Kondisi dan kemampuan ekonomi yang kian sulit membuat mereka mengambil peran yang sering dinilai "tidak pantas". Mereka rela dipandang rendah di mata masyarakat. Demi sesuap nasi, mereka juga kerap direndahkan oleh pelanggan.
Maraknya warkop pangku di sejumlah daerah mengungkap potret rendahnya kemampuan ekonomi masyarakat yang terlibat, terutama pramusaji. Desakan finansial membuat Kaum Hawa tidak memiliki pilihan. Minimnya lapangan pekerjaan memaksa mereka menjadi seorang pramusaji meski terasa pahit.
3. Pendidikan
Mayoritas pramusaji berada di rentang usia sekolah, yakni setingkat SMP atau SMA. Beberapa di antara mereka belum rampung menyelesaikan pendidikan di bangku SMA akibat desakan ekonomi.
Dengan tingkat pendidikan yang rendah, mereka akan kesulitan bersaing dalam dalam dunia kerja. Menjadi pelayan di Warkop Pangku menjadi pilihan paling mungkin dan mudah bagi mereka.
Rendahnya tingkat pendidikan memaksa mereka untuk menerima pekerjaan apa saja guna bertahan hidup ataupun untuk membantu perekonomian keluarga.
Penyediaan lapangan pekerjaan baru dan juga peningkatan kuantitas serta kualitas pendidikan masih menjadi pekerja rumah yang besar bagi pemerintah untuk segera dioptimalkan guna menghalau generasi bangsa dari rangkulan aktivitas malam.
Selama ini penutupan warkop pangku belum mampu menjawab permasalahan dalam masyarakat.
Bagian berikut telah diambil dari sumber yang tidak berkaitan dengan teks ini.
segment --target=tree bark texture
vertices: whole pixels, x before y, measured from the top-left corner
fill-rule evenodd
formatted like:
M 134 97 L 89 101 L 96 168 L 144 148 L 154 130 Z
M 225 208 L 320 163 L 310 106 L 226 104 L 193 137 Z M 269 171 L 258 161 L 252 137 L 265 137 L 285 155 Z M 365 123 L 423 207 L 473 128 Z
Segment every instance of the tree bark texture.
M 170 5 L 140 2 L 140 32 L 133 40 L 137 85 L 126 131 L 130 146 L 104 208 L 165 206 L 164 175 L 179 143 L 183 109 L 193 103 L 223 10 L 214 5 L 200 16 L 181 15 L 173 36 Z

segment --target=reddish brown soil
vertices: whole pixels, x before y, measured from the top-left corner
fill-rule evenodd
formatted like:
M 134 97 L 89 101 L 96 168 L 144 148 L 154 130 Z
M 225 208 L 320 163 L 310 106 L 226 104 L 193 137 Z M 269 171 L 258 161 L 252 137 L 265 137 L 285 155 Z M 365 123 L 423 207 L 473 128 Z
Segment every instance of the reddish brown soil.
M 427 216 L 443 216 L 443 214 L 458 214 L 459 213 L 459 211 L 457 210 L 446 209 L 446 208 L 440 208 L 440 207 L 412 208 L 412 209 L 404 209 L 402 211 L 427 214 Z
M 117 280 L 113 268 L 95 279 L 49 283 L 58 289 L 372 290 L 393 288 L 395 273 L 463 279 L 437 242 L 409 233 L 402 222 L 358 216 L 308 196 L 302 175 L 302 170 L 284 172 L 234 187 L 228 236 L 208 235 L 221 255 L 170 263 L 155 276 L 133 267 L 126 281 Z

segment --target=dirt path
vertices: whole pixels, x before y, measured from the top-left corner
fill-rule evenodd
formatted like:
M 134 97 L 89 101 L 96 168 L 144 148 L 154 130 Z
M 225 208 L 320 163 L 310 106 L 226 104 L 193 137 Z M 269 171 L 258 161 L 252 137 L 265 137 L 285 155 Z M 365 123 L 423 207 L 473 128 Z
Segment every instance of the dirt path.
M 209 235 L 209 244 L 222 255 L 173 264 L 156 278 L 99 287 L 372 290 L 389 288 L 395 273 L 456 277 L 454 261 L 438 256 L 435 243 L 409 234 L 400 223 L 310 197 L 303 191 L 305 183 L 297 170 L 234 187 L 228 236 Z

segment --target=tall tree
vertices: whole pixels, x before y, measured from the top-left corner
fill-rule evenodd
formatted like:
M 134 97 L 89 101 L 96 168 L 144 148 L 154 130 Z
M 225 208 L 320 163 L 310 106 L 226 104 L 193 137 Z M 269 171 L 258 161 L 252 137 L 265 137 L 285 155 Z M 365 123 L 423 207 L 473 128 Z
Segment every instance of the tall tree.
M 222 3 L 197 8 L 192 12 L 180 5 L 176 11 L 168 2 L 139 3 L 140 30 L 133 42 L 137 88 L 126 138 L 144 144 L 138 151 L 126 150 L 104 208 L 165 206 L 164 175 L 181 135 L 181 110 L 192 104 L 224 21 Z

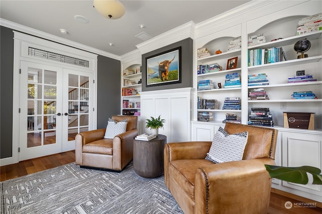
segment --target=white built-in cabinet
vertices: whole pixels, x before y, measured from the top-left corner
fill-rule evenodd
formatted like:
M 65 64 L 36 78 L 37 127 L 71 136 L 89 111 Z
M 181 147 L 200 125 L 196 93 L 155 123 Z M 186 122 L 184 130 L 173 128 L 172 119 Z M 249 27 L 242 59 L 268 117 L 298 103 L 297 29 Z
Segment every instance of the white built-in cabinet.
M 285 3 L 285 4 L 284 4 Z M 192 121 L 191 140 L 193 141 L 211 141 L 214 133 L 220 126 L 224 127 L 222 121 L 227 113 L 237 113 L 242 123 L 247 124 L 248 115 L 252 107 L 268 107 L 272 112 L 274 122 L 273 128 L 279 130 L 275 155 L 277 165 L 299 166 L 311 165 L 322 168 L 322 31 L 296 36 L 298 21 L 302 18 L 321 13 L 321 1 L 280 2 L 283 8 L 275 9 L 273 4 L 267 4 L 262 8 L 263 13 L 256 17 L 254 13 L 249 16 L 240 16 L 234 24 L 227 21 L 226 28 L 223 28 L 220 21 L 217 31 L 212 30 L 215 26 L 209 24 L 207 35 L 200 35 L 194 41 L 194 87 L 197 88 L 198 82 L 202 79 L 212 79 L 216 86 L 218 82 L 224 81 L 225 75 L 232 72 L 240 72 L 242 87 L 234 89 L 214 89 L 208 91 L 197 91 L 197 96 L 205 99 L 216 99 L 218 102 L 218 109 L 205 110 L 196 109 Z M 285 4 L 291 4 L 289 6 Z M 252 9 L 253 10 L 253 9 Z M 257 9 L 255 9 L 256 10 Z M 271 13 L 267 13 L 268 10 Z M 265 10 L 265 11 L 264 11 Z M 204 26 L 202 26 L 205 29 Z M 215 28 L 214 27 L 214 29 Z M 197 28 L 197 29 L 198 29 Z M 204 33 L 206 33 L 205 31 Z M 266 42 L 256 46 L 248 47 L 248 37 L 264 34 Z M 197 34 L 199 35 L 199 34 Z M 233 38 L 242 37 L 240 50 L 227 52 L 229 41 Z M 272 41 L 277 39 L 282 39 Z M 293 49 L 294 45 L 300 40 L 306 39 L 311 44 L 310 49 L 305 54 L 308 58 L 297 59 Z M 249 66 L 248 53 L 254 49 L 266 49 L 282 47 L 288 61 L 278 63 Z M 197 50 L 206 48 L 212 56 L 201 59 L 197 57 Z M 222 53 L 215 55 L 217 50 Z M 227 60 L 238 57 L 237 68 L 225 70 Z M 223 67 L 223 71 L 215 73 L 198 75 L 197 66 L 217 63 Z M 312 74 L 316 82 L 288 84 L 288 77 L 296 76 L 296 72 L 305 70 L 305 74 Z M 248 75 L 266 73 L 269 85 L 249 87 Z M 268 93 L 269 100 L 248 100 L 250 90 L 264 88 Z M 318 99 L 313 100 L 293 100 L 293 92 L 312 91 Z M 242 100 L 241 110 L 223 110 L 222 104 L 225 97 L 240 96 Z M 196 99 L 197 100 L 197 99 Z M 197 101 L 195 101 L 197 105 Z M 284 108 L 286 107 L 286 108 Z M 209 122 L 198 121 L 197 113 L 199 111 L 213 113 L 213 120 Z M 284 127 L 284 112 L 314 112 L 314 129 L 306 130 Z M 274 179 L 272 187 L 300 196 L 322 202 L 321 185 L 300 185 L 278 179 Z

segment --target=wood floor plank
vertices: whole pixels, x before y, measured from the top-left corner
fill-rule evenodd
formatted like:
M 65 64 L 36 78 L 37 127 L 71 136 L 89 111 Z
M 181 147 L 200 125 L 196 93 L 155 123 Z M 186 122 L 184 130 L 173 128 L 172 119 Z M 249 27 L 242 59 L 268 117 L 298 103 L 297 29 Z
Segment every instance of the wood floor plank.
M 15 178 L 29 174 L 67 164 L 75 161 L 75 151 L 69 151 L 31 160 L 26 160 L 18 163 L 3 166 L 0 167 L 0 181 Z M 318 214 L 322 213 L 320 208 L 321 203 L 317 202 L 318 207 L 314 208 L 292 207 L 289 209 L 285 208 L 285 202 L 289 201 L 293 204 L 296 202 L 315 202 L 307 198 L 296 196 L 300 201 L 285 195 L 282 191 L 272 189 L 271 192 L 270 206 L 267 214 Z M 286 195 L 292 197 L 290 193 Z

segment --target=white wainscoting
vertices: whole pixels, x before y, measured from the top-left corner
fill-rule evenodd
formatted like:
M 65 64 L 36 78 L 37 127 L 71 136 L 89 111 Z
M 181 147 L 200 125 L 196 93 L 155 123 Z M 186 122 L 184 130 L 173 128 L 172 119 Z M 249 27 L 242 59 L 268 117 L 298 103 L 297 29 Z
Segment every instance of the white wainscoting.
M 159 134 L 167 136 L 168 143 L 190 141 L 195 91 L 193 88 L 183 88 L 140 92 L 143 132 L 151 133 L 145 128 L 147 118 L 161 115 L 166 122 Z

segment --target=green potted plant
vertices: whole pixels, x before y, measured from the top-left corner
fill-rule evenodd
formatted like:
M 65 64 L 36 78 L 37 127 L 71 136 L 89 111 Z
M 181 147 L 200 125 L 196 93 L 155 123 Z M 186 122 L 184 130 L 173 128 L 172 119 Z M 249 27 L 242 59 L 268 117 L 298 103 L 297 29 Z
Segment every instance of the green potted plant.
M 151 134 L 155 136 L 157 136 L 158 134 L 159 128 L 164 128 L 164 123 L 166 122 L 166 120 L 160 118 L 160 116 L 161 115 L 159 115 L 157 118 L 155 118 L 153 117 L 150 117 L 150 119 L 146 119 L 147 122 L 145 128 L 150 128 L 151 129 Z

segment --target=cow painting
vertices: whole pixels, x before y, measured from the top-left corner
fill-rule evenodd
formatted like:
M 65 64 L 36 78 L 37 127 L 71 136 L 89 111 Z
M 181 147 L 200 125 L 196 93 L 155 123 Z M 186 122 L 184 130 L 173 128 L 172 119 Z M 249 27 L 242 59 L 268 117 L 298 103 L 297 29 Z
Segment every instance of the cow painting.
M 169 66 L 170 66 L 170 63 L 173 61 L 176 55 L 172 60 L 165 60 L 160 63 L 157 62 L 159 64 L 159 77 L 163 81 L 164 81 L 166 79 L 167 80 L 169 80 L 168 75 L 169 73 Z

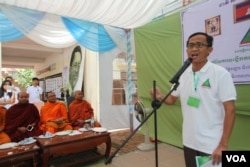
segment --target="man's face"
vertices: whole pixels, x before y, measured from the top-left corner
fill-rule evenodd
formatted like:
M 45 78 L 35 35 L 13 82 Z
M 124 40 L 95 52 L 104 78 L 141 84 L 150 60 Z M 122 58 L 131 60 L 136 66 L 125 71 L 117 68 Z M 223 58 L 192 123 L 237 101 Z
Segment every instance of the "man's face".
M 81 53 L 76 52 L 72 64 L 70 66 L 70 74 L 69 74 L 69 82 L 72 86 L 72 89 L 74 89 L 78 81 L 80 65 L 81 65 Z
M 29 94 L 26 92 L 20 92 L 18 96 L 18 102 L 19 103 L 28 103 L 29 102 Z
M 204 35 L 195 35 L 189 39 L 188 45 L 193 47 L 187 47 L 187 54 L 189 58 L 193 59 L 193 63 L 204 63 L 207 61 L 207 57 L 212 52 L 213 48 L 208 47 L 206 37 Z
M 54 92 L 49 92 L 47 96 L 47 100 L 50 103 L 55 103 L 56 102 L 56 94 Z

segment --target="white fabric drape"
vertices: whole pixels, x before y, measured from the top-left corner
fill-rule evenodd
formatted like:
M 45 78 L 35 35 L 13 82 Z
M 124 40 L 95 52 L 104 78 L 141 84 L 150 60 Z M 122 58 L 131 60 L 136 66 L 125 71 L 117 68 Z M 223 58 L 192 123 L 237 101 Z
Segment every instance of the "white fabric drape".
M 76 43 L 58 15 L 40 14 L 32 11 L 27 14 L 7 5 L 0 6 L 0 9 L 18 30 L 36 43 L 51 48 L 66 48 Z M 35 14 L 36 17 L 34 17 Z
M 150 22 L 169 0 L 0 0 L 0 3 L 121 28 Z

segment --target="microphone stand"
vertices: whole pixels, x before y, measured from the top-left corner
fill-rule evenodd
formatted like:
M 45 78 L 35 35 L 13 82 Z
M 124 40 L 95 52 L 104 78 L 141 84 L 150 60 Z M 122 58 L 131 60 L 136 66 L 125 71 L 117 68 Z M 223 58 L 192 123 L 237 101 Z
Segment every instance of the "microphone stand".
M 158 137 L 157 137 L 157 117 L 156 117 L 156 111 L 161 107 L 161 104 L 164 103 L 164 101 L 167 99 L 167 97 L 177 89 L 179 86 L 179 82 L 175 81 L 175 84 L 173 88 L 169 91 L 169 93 L 166 94 L 166 96 L 161 100 L 156 99 L 156 82 L 154 81 L 154 100 L 151 103 L 151 106 L 153 107 L 153 111 L 150 112 L 146 118 L 141 122 L 140 125 L 126 138 L 126 140 L 115 150 L 113 154 L 111 154 L 110 157 L 107 158 L 105 161 L 105 164 L 107 165 L 108 163 L 111 163 L 112 159 L 114 156 L 119 152 L 119 150 L 134 136 L 134 134 L 139 130 L 139 128 L 151 117 L 151 115 L 154 113 L 154 125 L 155 125 L 155 162 L 156 162 L 156 167 L 158 167 Z

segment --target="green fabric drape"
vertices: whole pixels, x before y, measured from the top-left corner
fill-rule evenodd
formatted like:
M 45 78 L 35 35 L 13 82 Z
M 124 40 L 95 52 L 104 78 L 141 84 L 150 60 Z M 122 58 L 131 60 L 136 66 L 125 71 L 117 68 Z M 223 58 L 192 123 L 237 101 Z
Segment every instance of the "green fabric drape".
M 182 66 L 182 30 L 180 13 L 136 28 L 135 50 L 137 62 L 138 95 L 145 107 L 152 108 L 149 91 L 153 81 L 167 94 L 172 86 L 169 80 Z M 226 45 L 225 45 L 226 46 Z M 185 51 L 185 50 L 184 50 Z M 230 149 L 250 149 L 250 85 L 236 85 L 237 118 L 230 140 Z M 154 137 L 153 116 L 148 120 L 150 136 Z M 182 147 L 182 115 L 180 102 L 173 106 L 163 104 L 157 110 L 158 139 Z M 144 133 L 144 128 L 141 129 Z

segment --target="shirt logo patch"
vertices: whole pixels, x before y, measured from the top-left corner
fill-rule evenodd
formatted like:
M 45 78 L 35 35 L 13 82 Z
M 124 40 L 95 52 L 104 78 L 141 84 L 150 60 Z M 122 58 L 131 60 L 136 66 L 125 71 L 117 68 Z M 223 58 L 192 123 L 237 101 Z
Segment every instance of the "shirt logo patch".
M 203 87 L 207 87 L 207 88 L 211 88 L 209 79 L 207 79 L 205 82 L 203 82 L 202 86 L 203 86 Z

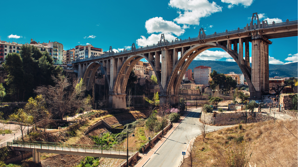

Hal itu terbukti dari dibukanya kembali warkop pangku yang sama di tempat lain pasca penutupan.
Adanya pendekatan yang lebih humanis akan jauh lebih efektif. Taruhlah seperti yang dilakukan eks Walikota Surabaya, Tri Rismaharini (Risma), kala menutup kompleks esek-esek terbesar di seluruh Asia Tenggara, Dolly.
Selain menerapkan rehabilitasi, Risma juga memberikan bekal keahlian kerja serta jaminan biaya hidup bagi mantan pekerja seks komersial. Memberikan dukungan secara psikologis juga sangat krusial agar mereka dapat terintegrasi kembali dalam masyarakat dan hal itu menjadi tanggung jawab kita bersama.